54:55 Like, first of all, we saw that Python, its runtime doesn't actually utilize typing information at all.

55:03 It just tries to find attributes on your objects and does things with them.

55:08 And actually, the most performant Python runtime that we have, PyPy, is all about dynamically finding what are you doing.

55:15 And it's being able to find this in ways that are way more precise than type information that you put in will ever be.

55:24 Right.

55:25 Because very often, the types that you're going to describe is that I want to have an iterable of string.

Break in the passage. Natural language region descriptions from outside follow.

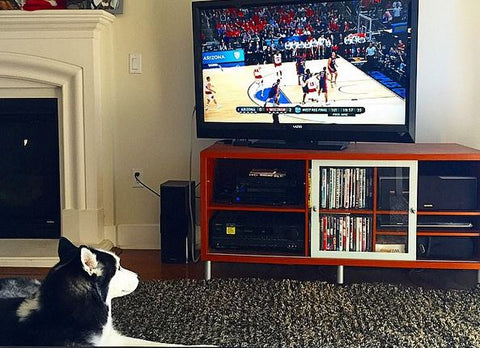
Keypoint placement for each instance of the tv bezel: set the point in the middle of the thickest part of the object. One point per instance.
(293, 132)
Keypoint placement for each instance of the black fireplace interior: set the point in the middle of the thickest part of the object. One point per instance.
(30, 169)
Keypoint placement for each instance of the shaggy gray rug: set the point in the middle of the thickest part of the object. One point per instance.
(289, 313)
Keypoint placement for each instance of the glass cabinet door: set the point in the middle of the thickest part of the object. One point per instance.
(363, 209)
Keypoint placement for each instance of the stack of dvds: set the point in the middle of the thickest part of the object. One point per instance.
(346, 233)
(346, 188)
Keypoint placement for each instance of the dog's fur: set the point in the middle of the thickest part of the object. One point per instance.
(72, 306)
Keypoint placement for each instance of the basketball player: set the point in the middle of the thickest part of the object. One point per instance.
(312, 88)
(277, 63)
(305, 78)
(300, 66)
(257, 74)
(210, 93)
(322, 84)
(332, 68)
(274, 94)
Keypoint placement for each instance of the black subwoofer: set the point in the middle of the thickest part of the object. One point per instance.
(176, 233)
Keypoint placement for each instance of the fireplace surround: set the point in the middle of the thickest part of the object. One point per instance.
(67, 54)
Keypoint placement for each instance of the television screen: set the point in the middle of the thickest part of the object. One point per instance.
(306, 70)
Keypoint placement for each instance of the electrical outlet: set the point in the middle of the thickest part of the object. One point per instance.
(140, 176)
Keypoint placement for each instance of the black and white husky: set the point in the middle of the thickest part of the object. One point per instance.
(72, 306)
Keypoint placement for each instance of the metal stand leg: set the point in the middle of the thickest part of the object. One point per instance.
(340, 274)
(208, 270)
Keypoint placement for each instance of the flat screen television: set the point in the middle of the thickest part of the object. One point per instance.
(304, 72)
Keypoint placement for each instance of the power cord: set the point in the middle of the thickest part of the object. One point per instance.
(194, 258)
(136, 175)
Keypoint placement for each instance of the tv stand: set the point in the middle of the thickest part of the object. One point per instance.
(301, 145)
(338, 193)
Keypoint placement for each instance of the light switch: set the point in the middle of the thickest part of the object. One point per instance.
(135, 60)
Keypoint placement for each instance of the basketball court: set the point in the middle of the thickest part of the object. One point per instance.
(353, 88)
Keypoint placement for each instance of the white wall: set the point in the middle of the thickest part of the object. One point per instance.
(153, 121)
(447, 98)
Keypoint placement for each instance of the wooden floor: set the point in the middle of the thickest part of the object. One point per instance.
(148, 265)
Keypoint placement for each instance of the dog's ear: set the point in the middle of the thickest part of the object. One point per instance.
(89, 261)
(66, 250)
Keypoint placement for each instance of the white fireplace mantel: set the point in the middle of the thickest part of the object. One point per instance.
(68, 53)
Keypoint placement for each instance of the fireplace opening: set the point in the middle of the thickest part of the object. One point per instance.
(30, 168)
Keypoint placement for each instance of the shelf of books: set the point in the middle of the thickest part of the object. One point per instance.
(363, 209)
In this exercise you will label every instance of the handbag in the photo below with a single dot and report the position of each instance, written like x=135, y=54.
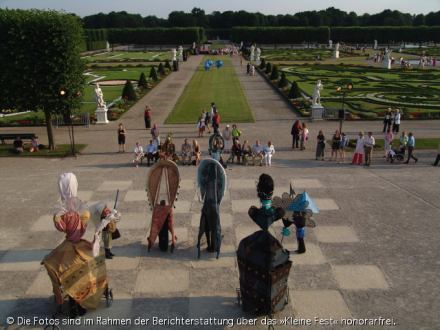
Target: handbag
x=116, y=234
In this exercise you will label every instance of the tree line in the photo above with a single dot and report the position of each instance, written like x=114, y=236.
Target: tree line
x=228, y=19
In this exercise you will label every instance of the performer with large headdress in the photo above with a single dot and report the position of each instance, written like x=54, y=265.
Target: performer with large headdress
x=75, y=267
x=263, y=264
x=211, y=183
x=162, y=186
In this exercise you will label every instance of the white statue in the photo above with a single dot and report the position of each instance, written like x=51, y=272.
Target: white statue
x=336, y=53
x=257, y=59
x=99, y=97
x=316, y=97
x=180, y=53
x=252, y=53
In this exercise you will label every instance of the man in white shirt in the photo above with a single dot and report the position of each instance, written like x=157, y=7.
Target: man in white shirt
x=138, y=154
x=269, y=151
x=369, y=143
x=186, y=153
x=258, y=152
x=151, y=152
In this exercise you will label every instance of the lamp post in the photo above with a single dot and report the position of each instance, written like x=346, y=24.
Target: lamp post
x=342, y=90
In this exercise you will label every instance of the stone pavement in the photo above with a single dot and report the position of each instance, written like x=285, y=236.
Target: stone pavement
x=373, y=253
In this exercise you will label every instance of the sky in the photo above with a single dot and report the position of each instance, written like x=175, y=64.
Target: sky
x=162, y=8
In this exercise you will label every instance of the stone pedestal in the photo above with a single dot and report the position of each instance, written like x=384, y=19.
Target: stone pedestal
x=317, y=112
x=101, y=115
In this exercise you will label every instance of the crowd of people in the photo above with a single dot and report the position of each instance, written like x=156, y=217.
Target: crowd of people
x=241, y=151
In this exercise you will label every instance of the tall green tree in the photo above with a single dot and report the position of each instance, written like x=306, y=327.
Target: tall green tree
x=40, y=63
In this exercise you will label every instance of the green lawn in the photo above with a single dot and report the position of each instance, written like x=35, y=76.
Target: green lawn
x=130, y=56
x=62, y=150
x=220, y=86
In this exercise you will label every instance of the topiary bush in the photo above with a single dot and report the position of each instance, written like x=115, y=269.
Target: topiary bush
x=274, y=74
x=268, y=68
x=294, y=92
x=142, y=83
x=128, y=92
x=161, y=69
x=282, y=83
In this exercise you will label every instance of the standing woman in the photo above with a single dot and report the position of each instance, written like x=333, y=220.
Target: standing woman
x=304, y=136
x=155, y=135
x=344, y=144
x=336, y=144
x=196, y=152
x=359, y=151
x=121, y=137
x=320, y=146
x=147, y=117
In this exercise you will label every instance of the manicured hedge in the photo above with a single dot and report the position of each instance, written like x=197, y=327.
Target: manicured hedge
x=280, y=35
x=385, y=34
x=145, y=36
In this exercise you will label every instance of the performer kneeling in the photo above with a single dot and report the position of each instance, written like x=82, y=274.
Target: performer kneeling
x=74, y=267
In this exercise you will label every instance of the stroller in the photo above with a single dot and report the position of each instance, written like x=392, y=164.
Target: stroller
x=394, y=154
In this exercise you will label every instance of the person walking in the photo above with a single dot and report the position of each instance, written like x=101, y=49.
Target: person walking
x=387, y=120
x=437, y=159
x=411, y=145
x=216, y=122
x=201, y=126
x=236, y=133
x=359, y=151
x=227, y=136
x=208, y=121
x=147, y=117
x=304, y=136
x=295, y=132
x=388, y=141
x=121, y=137
x=320, y=146
x=343, y=146
x=396, y=122
x=269, y=151
x=336, y=144
x=155, y=135
x=403, y=142
x=369, y=143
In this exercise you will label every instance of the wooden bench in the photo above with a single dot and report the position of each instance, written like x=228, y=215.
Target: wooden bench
x=14, y=136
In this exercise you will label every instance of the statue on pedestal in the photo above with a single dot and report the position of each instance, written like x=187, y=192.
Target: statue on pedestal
x=316, y=97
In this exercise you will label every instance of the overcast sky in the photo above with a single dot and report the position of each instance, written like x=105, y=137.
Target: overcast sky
x=162, y=8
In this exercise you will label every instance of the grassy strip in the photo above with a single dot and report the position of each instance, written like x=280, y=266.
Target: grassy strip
x=217, y=85
x=62, y=150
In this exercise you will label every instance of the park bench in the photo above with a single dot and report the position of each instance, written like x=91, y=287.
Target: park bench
x=14, y=136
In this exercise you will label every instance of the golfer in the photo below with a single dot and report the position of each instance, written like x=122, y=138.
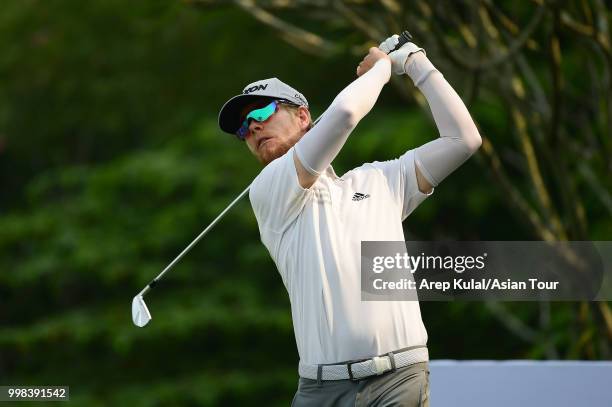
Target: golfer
x=312, y=221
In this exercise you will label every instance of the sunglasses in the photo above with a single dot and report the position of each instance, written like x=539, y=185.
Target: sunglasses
x=261, y=115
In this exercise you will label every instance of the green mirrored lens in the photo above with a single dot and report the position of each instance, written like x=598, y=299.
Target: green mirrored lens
x=260, y=115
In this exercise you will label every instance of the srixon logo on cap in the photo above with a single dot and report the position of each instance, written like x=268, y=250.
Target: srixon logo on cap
x=255, y=88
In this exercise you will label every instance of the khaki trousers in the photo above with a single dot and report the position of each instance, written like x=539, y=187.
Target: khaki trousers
x=406, y=387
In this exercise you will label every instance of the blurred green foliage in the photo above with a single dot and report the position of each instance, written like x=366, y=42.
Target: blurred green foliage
x=111, y=162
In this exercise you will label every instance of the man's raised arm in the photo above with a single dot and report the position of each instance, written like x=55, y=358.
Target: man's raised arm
x=459, y=137
x=317, y=148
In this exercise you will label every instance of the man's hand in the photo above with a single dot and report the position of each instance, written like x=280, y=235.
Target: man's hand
x=374, y=55
x=399, y=57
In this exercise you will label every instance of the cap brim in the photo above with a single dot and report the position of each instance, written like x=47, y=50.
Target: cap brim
x=229, y=116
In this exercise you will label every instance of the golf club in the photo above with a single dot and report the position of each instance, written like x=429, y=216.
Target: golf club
x=140, y=312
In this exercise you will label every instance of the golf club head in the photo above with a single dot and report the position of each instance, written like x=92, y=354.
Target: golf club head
x=140, y=313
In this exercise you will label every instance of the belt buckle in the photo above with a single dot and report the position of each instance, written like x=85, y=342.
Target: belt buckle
x=381, y=365
x=348, y=366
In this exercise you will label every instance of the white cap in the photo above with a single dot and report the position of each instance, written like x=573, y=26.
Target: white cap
x=272, y=88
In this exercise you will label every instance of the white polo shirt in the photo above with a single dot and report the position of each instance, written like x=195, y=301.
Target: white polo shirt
x=314, y=237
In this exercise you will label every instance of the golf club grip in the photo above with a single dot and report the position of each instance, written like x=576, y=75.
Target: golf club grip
x=404, y=37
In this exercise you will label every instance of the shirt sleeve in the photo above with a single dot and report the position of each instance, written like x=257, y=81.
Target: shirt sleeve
x=276, y=195
x=400, y=175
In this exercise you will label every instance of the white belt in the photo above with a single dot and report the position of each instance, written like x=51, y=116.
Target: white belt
x=362, y=368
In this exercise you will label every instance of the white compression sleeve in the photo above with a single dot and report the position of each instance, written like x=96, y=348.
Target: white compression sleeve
x=459, y=137
x=317, y=148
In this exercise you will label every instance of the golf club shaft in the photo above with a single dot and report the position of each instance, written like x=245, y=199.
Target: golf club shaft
x=403, y=38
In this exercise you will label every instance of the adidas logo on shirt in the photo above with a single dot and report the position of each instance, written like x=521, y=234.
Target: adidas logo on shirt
x=359, y=196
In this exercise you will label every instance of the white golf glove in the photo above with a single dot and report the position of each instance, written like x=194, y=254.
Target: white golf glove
x=399, y=57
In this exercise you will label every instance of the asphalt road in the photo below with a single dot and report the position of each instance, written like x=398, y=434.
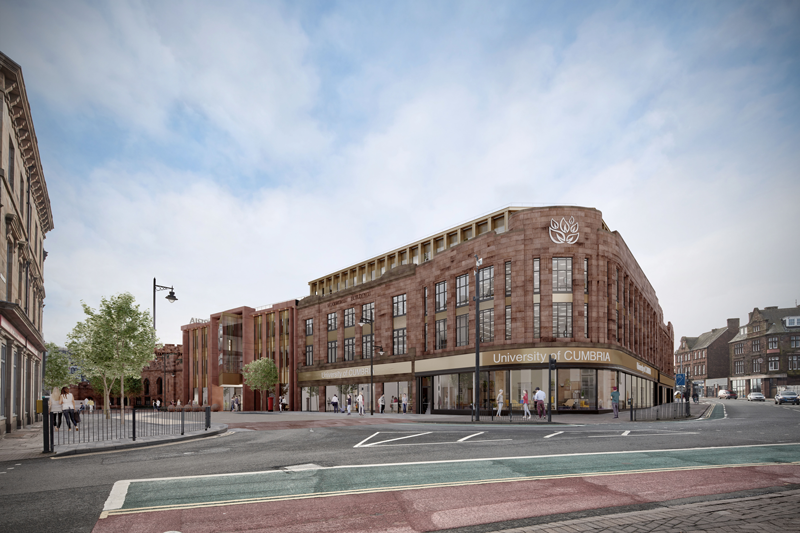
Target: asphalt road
x=69, y=494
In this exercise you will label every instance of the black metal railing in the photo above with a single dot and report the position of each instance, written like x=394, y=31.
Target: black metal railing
x=667, y=411
x=123, y=424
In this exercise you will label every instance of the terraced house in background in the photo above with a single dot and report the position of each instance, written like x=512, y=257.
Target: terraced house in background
x=551, y=281
x=26, y=218
x=765, y=354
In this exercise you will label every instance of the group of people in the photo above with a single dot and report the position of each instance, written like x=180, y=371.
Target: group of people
x=360, y=403
x=62, y=405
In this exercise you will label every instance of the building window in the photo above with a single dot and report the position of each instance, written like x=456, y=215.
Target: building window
x=350, y=317
x=332, y=347
x=486, y=283
x=441, y=334
x=462, y=290
x=586, y=276
x=399, y=341
x=366, y=346
x=508, y=278
x=773, y=343
x=350, y=349
x=368, y=311
x=562, y=274
x=586, y=320
x=486, y=324
x=440, y=295
x=462, y=330
x=309, y=355
x=399, y=305
x=562, y=319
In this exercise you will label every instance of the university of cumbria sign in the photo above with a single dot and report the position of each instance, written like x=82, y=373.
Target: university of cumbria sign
x=565, y=231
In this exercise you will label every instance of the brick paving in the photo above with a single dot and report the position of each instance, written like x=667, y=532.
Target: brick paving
x=778, y=511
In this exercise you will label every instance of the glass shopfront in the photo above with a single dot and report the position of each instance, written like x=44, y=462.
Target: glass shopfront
x=574, y=389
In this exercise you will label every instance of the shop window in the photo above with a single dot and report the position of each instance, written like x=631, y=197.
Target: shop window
x=462, y=330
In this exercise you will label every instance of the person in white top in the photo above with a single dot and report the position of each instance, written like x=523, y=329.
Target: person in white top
x=360, y=401
x=68, y=407
x=500, y=402
x=55, y=407
x=539, y=398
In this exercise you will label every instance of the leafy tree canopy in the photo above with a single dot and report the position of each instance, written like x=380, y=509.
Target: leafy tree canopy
x=57, y=368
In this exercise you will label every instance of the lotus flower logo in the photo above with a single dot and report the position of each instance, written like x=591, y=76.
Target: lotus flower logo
x=564, y=231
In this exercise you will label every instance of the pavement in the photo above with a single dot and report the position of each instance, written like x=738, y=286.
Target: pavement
x=27, y=443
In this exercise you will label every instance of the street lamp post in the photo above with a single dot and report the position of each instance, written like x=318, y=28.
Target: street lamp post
x=363, y=322
x=171, y=298
x=477, y=393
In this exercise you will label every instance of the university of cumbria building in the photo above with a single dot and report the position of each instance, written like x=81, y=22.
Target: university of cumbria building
x=551, y=281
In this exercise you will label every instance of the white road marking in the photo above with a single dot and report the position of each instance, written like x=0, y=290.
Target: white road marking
x=392, y=440
x=122, y=486
x=365, y=440
x=470, y=436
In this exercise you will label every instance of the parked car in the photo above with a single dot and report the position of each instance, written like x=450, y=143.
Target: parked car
x=787, y=396
x=756, y=397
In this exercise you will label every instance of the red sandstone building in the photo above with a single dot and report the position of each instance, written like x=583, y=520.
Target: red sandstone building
x=552, y=281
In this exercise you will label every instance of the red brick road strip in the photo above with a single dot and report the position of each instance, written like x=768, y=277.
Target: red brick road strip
x=459, y=506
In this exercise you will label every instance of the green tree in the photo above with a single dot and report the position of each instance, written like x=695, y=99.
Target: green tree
x=115, y=340
x=260, y=375
x=57, y=368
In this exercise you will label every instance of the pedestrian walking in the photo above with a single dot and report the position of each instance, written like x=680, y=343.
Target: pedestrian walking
x=539, y=397
x=615, y=401
x=526, y=413
x=360, y=402
x=55, y=407
x=500, y=402
x=68, y=407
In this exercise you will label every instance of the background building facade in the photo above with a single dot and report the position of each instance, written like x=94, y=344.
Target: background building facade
x=553, y=280
x=26, y=218
x=765, y=354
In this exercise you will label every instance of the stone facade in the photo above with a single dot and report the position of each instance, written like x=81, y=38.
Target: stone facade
x=26, y=218
x=623, y=310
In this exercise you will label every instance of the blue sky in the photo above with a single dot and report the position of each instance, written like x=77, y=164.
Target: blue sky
x=237, y=150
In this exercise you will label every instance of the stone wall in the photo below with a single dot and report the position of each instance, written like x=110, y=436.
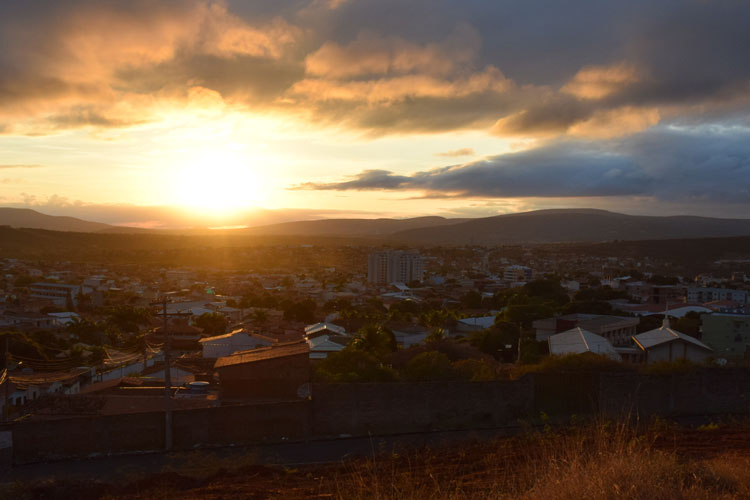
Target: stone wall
x=389, y=408
x=359, y=409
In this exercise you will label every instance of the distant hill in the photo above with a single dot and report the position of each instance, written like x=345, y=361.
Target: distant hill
x=548, y=226
x=26, y=217
x=352, y=228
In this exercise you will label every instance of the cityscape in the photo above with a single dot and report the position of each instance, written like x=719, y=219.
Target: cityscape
x=352, y=249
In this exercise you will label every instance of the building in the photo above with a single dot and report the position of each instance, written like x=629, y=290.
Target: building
x=518, y=274
x=394, y=267
x=665, y=344
x=727, y=334
x=579, y=341
x=229, y=343
x=467, y=325
x=59, y=294
x=281, y=371
x=324, y=339
x=702, y=295
x=616, y=329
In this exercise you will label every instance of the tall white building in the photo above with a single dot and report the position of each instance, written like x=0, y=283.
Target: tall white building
x=394, y=267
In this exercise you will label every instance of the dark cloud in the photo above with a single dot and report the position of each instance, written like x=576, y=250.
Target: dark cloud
x=693, y=165
x=457, y=152
x=538, y=67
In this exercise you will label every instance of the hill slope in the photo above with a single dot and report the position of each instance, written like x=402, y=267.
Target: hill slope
x=25, y=217
x=546, y=226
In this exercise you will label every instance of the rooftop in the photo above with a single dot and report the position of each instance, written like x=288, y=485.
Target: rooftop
x=264, y=353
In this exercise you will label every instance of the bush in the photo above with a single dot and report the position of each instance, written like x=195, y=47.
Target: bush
x=431, y=365
x=352, y=365
x=586, y=362
x=475, y=370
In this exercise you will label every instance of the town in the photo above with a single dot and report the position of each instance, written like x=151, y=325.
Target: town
x=84, y=339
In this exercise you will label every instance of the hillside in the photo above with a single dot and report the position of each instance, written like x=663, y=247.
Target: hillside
x=25, y=217
x=548, y=226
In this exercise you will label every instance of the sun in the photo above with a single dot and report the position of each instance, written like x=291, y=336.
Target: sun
x=218, y=182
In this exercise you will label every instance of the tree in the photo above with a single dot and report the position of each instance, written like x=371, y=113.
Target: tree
x=212, y=323
x=475, y=370
x=352, y=365
x=471, y=300
x=375, y=340
x=430, y=365
x=493, y=341
x=526, y=313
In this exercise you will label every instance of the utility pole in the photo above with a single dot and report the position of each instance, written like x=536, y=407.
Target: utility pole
x=6, y=396
x=168, y=432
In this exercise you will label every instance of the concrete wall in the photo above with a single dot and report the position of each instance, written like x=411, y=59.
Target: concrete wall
x=702, y=392
x=113, y=434
x=359, y=409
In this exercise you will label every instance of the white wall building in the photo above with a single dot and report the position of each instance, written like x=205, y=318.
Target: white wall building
x=395, y=267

55:31 I don't care what iterable that is.

55:33 It should be an iterable.

55:34 So that is not very useful for PyPy.

55:38 Right.

55:38 What would be useful is, yes, it's an iterable, but I run types or tuples.

55:42 Right.

55:43 So that way, like, it can actually put guards and jit things away and it becomes way faster.

55:50 So we were very negative, like, in terms of seeing value in this.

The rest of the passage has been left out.